65 Rohingyas found shipwrecked in Thailand

Updated: Jun 15, 2019, 10:24 IST | mid-day online desk

United Nations investigators have said the violence amounts to "genocide" and called for the prosecution of top generals

65 Rohingyas found shipwrecked in Thailand
This photo released by Department of National Parks on June 12 shows a group of Rohingya Muslims sitting on the sand at the Tarutao Marine National Park on Rawi island, Thailand. Pic/AFP

Bangkok: A group of 65 Rohingya Muslims have been found on a shipwrecked boat off the coast of southern Thailand, Navy officials said on Wednesday. Authorities are investigating whether they had been trafficked. The boat was discovered early on Tuesday in the Tarutao Marine National Park in southern Thailand, some 400 kilometers (250 miles) from the border of Myanmar. Some 740,000 Rohingya have fled Myanmar since a brutal military crackdown in 2017 against the stateless minority in the Buddhist-majority country. Most have escaped into overcrowded refugee camps in Bangladesh, while others have fallen prey to human trafficking rings as they seek better lives in Malaysia or Thailand.
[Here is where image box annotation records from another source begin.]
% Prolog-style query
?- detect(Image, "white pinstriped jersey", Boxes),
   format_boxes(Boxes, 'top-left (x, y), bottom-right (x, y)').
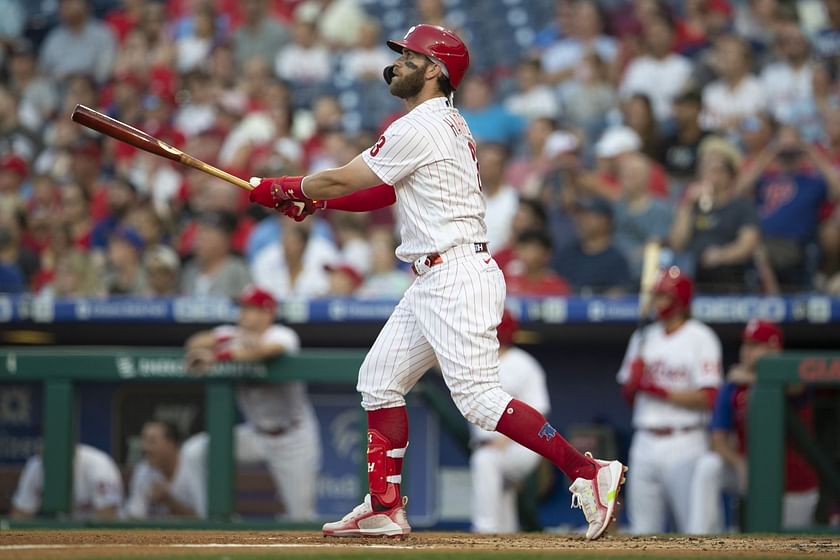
top-left (362, 97), bottom-right (487, 262)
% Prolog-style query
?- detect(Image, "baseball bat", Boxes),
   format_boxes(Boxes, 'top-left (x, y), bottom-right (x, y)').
top-left (70, 104), bottom-right (253, 191)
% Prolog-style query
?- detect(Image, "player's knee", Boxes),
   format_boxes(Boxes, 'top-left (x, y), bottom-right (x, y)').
top-left (452, 383), bottom-right (511, 431)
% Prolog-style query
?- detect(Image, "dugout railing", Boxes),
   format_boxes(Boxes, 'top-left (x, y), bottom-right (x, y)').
top-left (744, 351), bottom-right (840, 533)
top-left (0, 347), bottom-right (365, 521)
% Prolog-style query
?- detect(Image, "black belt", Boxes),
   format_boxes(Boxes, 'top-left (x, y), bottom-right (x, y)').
top-left (411, 241), bottom-right (487, 276)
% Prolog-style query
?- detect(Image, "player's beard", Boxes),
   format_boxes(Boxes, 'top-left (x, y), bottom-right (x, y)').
top-left (388, 67), bottom-right (426, 99)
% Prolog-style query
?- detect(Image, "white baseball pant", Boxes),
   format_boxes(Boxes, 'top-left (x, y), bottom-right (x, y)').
top-left (688, 451), bottom-right (820, 535)
top-left (470, 442), bottom-right (540, 533)
top-left (627, 429), bottom-right (709, 535)
top-left (182, 414), bottom-right (321, 521)
top-left (356, 243), bottom-right (511, 431)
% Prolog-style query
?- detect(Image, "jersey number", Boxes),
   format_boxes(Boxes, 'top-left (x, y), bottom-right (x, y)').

A Thai Navy spokesman said there were 31 women and five children among the Rohingya on the shipwrecked boat. One Thai man and five Burmese citizens were also in the group. The men said they were fishing in the area and had no link to the Rohingyas. The six men "were detained for questioning because of their suspicious behaviour," Thai Navy spokesman, vice admiral Khan Deeubol, said Wednesday. A provincial official said the group was initially investigated for illegal entry but the probe had broadened. "Authorities are not ruling out other issues such as human trafficking," an Internal Security Command (ISOC) source in Satun province told AFP.

Photos from the Thai Navy showed the group on a beach, some eating rice near the marooned ship. Bangladeshi authorities have intercepted several suspected traffickers seeking to transport refugees from squalid camps in Cox's Bazaar, where nearly one million Rohingyas are living -- almost all refusing to go back to Myanmar out of fear for their safety and rights. Myanmar has said the 2017 crackdown was aimed at rooting out insurgents who attacked military posts. It has signed a repatriation agreement with Bangladesh to return Rohingya refugees, but so far virtually none have volunteered to go back. United Nations investigators have said the violence amounts to "genocide" and called for the prosecution of top generals.